California Representative Maxine Waters, ranking member of the US House Financial Services Committee, used her opening statement at a markup hearing to criticize President Donald Trump’s business and ethical entanglements with the crypto industry, including the launch of a stablecoin by a family-backed company.

Addressing lawmakers at an April 2 hearing, Waters said Trump had used his position as president to leverage “multiple crypto schemes” for profit, including a US dollar-pegged stablecoin launched by World Liberty Financial (WLFI) — the firm backed by his family.
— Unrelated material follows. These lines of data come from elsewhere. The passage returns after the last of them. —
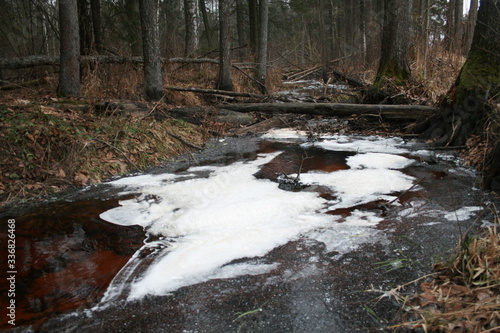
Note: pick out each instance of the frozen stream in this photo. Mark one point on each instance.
(279, 234)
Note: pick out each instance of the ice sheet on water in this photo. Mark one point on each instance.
(229, 214)
(462, 214)
(362, 144)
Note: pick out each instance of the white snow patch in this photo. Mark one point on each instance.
(355, 187)
(210, 216)
(378, 161)
(462, 214)
(215, 220)
(362, 144)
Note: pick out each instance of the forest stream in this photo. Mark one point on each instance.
(273, 233)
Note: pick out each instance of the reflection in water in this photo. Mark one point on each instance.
(65, 257)
(207, 225)
(240, 211)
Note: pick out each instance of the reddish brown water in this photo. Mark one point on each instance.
(65, 257)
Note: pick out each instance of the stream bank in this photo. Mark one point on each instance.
(309, 286)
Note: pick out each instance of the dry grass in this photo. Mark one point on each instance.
(47, 147)
(465, 295)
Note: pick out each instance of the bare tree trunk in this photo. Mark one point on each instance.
(225, 80)
(471, 23)
(396, 35)
(95, 6)
(85, 26)
(206, 22)
(325, 54)
(253, 24)
(466, 105)
(191, 27)
(151, 49)
(263, 30)
(69, 73)
(132, 26)
(240, 28)
(458, 31)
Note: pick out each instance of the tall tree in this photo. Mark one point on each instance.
(191, 42)
(69, 73)
(467, 103)
(85, 26)
(132, 26)
(396, 34)
(263, 31)
(253, 18)
(240, 28)
(471, 23)
(206, 22)
(225, 80)
(95, 6)
(153, 83)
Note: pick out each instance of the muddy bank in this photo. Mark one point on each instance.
(310, 286)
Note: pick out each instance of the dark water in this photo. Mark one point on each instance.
(66, 256)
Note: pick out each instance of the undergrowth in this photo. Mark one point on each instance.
(463, 294)
(46, 148)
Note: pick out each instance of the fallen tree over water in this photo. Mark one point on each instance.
(392, 112)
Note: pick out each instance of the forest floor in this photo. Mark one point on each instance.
(51, 144)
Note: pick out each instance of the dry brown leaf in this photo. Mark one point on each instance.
(454, 289)
(81, 179)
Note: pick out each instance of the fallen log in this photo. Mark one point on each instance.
(397, 112)
(214, 91)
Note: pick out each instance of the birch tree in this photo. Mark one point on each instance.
(69, 73)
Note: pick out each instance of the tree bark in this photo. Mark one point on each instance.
(253, 24)
(132, 26)
(151, 49)
(191, 41)
(69, 74)
(215, 92)
(262, 60)
(42, 60)
(240, 28)
(95, 6)
(206, 22)
(225, 80)
(396, 34)
(394, 112)
(85, 26)
(471, 23)
(466, 105)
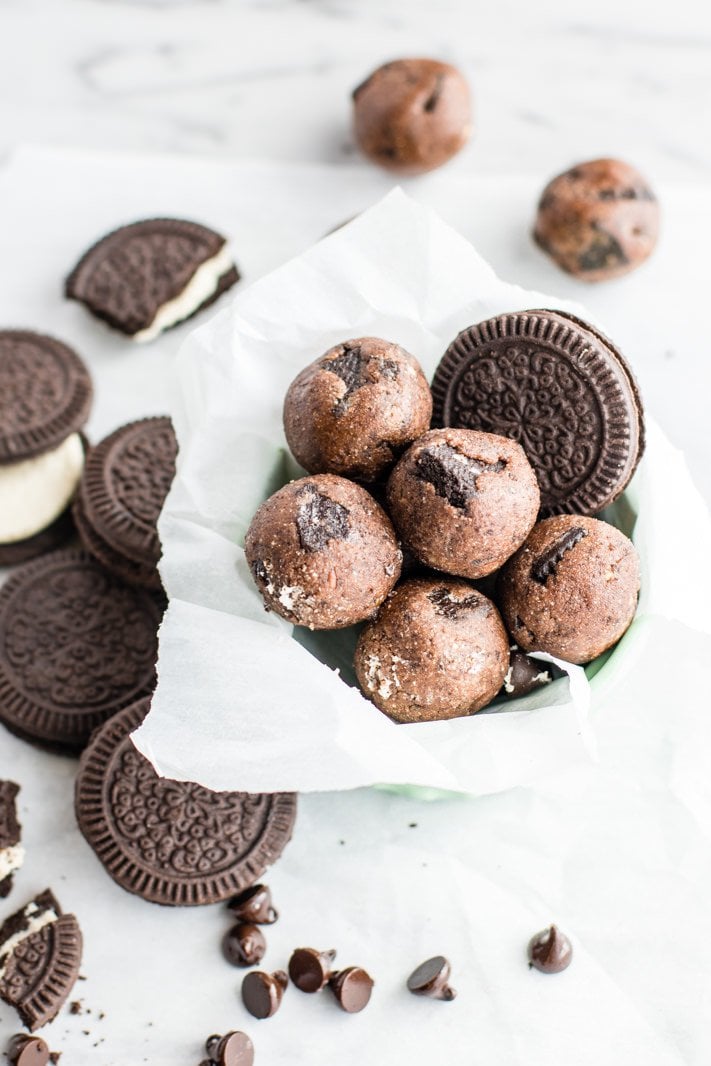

The California lawmaker pointed to Trump’s memecoin launched in January, his plans to establish a national cryptocurrency stockpile, and “his own stablecoin,” referring to WLFI’s USD1 token launched in March.

Politics, Congress, Donald Trump, Stablecoin

Rep. Maxine Waters addressing the House Financial Services Committee on April 2. Source: GOP Financial Services

“With this stablecoin bill, this committee is setting an unacceptable and dangerous precedent, validating the president and his insiders’ efforts to write rules of the road that will enrich themselves at the expense of everyone else,” said Waters, adding:

“Trump likely wants the entire government to use stablecoins from payments made by the Department of Housing and Urban Development, to Social Security payments, to paying taxes. And which coin do you think Trump would replace the dollar with? His own, of course.”

Waters does not stand alone in her criticism of Trump’s crypto ventures, with many lawmakers and experts across the political spectrum suggesting potential conflicts of interest.

Committee Chair French Hill, who spoke on stablecoins before Waters, also reportedly said that the Trump family’s involvement in the industry makes legislation “more complicated.”

“If there is no effort to block the President of the United States of America from owning his stablecoin business […] I will never be able to agree on supporting this bill, and I would ask other members not to be enablers,” said Waters. 

Related: Crypto has a regulatory capture problem in Washington — Or does it?

Representative Bryan Steil, who introduced the Stablecoin Transparency and Accountability for a Better Ledger Economy, or STABLE Act, did not immediately address Waters’ concerns about Trump’s stablecoin but referred to establishing safeguards for consumers.

Hill did not mention Trump in his opening statement but said there needed to be a “clear federal framework” for payment stablecoins.

Crypto legislation moving through Congress

The committee will consider amendments to the STABLE Act, as well as bills to combat illicit finance using emerging financial technologies and blocking the US government from issuing a central bank digital currency, or CBDC.

The markup hearing was a necessary step before the committee could vote on whether to advance the bills to the House of Representatives.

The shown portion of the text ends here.